Sarı Defterdekiler

YAŞAR Kemal

Sarı defterdekiler Yaşar Kemal’in derlemelerini kapsar. Onun daha yazarlığa adım atmadan önceki doğum sancısı misali hazırlık döneminde Çukurova kültürünü arının çiçeklere konması gibi birem birem taramasının adıdır. Çukurova bitiminde dağlara yaslanır. Buralara Toros dağları diyoruz. Yaşar Kemal Çukurova’nın Toroslara bakan yamaçlarında Andırın, Kadirli yörelerinde söz söyleme kültürü veya sözlü gelenek hazinesini keşfeder. Bunun için bu coğrafyayı adım adım dolaşır.

Söze takılır Yaşar Kemal. Delikanlı yıllarında söz söyleme ustalarını, onların eserlerini anonim söz sanatlarını yakalama peşindedir. Çukurova ve Toros insanlarının söz serüvenini peşine koşar. Bir avcı gibi hedefine adım adım varır. Derlemeler yapar. Sözde kalan, sözle yayılan ne varsa kaleme alır. Deftere geçirir. Bunun adı “sarı defter” olur.

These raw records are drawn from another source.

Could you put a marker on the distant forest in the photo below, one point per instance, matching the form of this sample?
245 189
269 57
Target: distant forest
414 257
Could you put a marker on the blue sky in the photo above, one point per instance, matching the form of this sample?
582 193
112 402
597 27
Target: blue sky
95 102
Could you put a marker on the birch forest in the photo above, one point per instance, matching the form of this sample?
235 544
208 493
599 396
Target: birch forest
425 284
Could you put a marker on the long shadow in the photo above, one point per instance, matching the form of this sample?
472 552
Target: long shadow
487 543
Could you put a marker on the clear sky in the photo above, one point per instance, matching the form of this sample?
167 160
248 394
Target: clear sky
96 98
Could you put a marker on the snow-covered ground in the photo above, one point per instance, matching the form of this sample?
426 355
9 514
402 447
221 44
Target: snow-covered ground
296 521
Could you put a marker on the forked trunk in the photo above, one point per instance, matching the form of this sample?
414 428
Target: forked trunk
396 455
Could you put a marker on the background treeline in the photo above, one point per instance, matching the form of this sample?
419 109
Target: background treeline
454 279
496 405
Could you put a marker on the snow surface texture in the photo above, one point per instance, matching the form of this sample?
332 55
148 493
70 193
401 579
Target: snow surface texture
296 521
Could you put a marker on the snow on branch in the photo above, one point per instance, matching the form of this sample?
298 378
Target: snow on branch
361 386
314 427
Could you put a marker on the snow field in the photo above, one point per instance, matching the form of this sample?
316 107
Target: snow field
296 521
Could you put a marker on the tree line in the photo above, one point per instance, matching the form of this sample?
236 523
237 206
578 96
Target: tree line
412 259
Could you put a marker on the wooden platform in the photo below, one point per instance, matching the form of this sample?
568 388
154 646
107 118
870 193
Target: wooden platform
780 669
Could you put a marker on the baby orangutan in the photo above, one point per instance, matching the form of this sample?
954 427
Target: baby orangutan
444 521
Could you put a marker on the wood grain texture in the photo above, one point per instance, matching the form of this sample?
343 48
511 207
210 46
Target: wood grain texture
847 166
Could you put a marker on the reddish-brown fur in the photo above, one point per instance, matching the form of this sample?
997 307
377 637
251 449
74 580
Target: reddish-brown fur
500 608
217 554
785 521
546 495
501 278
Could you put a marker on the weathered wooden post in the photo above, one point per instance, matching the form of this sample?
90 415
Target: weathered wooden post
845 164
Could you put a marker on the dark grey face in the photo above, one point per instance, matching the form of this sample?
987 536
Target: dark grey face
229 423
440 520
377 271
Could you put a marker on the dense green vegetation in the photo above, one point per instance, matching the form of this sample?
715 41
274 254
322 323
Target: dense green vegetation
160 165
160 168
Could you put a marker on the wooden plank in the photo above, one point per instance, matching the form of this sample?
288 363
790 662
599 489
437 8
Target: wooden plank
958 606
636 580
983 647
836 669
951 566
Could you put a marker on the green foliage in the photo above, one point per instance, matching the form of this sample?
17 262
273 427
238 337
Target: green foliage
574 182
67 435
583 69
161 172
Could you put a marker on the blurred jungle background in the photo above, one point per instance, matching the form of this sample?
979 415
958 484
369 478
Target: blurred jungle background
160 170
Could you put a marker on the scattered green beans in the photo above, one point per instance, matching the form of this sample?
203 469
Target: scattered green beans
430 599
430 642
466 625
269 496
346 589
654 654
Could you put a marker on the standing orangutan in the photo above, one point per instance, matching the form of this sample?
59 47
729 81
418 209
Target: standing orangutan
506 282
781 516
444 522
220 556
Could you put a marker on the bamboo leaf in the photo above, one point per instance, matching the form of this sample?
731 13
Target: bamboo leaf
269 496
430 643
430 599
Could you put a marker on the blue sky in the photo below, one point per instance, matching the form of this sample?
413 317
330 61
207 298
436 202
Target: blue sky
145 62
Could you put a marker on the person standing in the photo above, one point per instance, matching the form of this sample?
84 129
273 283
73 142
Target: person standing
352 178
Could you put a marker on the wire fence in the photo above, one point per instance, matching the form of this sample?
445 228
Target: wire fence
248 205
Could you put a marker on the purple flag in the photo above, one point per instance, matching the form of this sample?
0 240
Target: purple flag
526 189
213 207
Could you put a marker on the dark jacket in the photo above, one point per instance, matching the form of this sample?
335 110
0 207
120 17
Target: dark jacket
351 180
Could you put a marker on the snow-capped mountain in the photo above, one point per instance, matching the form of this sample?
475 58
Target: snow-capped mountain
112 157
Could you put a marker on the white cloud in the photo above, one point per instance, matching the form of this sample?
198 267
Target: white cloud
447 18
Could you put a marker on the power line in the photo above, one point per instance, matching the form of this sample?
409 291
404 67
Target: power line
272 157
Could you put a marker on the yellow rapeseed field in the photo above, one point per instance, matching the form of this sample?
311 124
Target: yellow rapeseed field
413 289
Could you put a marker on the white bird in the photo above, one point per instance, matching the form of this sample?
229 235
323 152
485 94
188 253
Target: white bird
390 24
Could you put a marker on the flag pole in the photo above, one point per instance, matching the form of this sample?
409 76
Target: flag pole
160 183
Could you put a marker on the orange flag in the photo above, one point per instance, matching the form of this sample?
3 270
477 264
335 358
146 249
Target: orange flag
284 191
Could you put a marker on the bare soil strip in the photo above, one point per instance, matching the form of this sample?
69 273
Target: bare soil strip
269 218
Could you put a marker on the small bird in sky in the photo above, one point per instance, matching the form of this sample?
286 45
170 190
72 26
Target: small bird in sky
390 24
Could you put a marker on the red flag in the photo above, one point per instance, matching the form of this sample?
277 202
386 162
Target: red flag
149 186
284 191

Sarı defterdekiler Yaşar Kemal’in Çukurova ve Toroslar da derlediği koşma, semai, destan, türkü, ağıt, mani ve türkülü halk hikâyelerinden oluşuyor. Andırın yöresinde aşık kul Halil, aşık Hüseyin, Hasibe Hatun, isimli isimsiz ağıtçı kadınlar ve hikaye söyleyicileri ile buluşup görüştüğünü kendin ağzından dinlemiştim.

Yaşar Kemal’in bu derlemeleri ona söz söylemeyi, söz üstüne söz katmayı, söz üretmeyi bir öğretmen gibi öğretmiştir. Sözün sanatı, kıvraklığı, heybeti, kudreti onda söz coşkusuna dönmüştür. Bu coşku söz sanatına oradan da edebiyata dönüşerek başta İnce Mehmet olmak üzere coşkulu Çukurova eserleri ortaya çıkmıştır.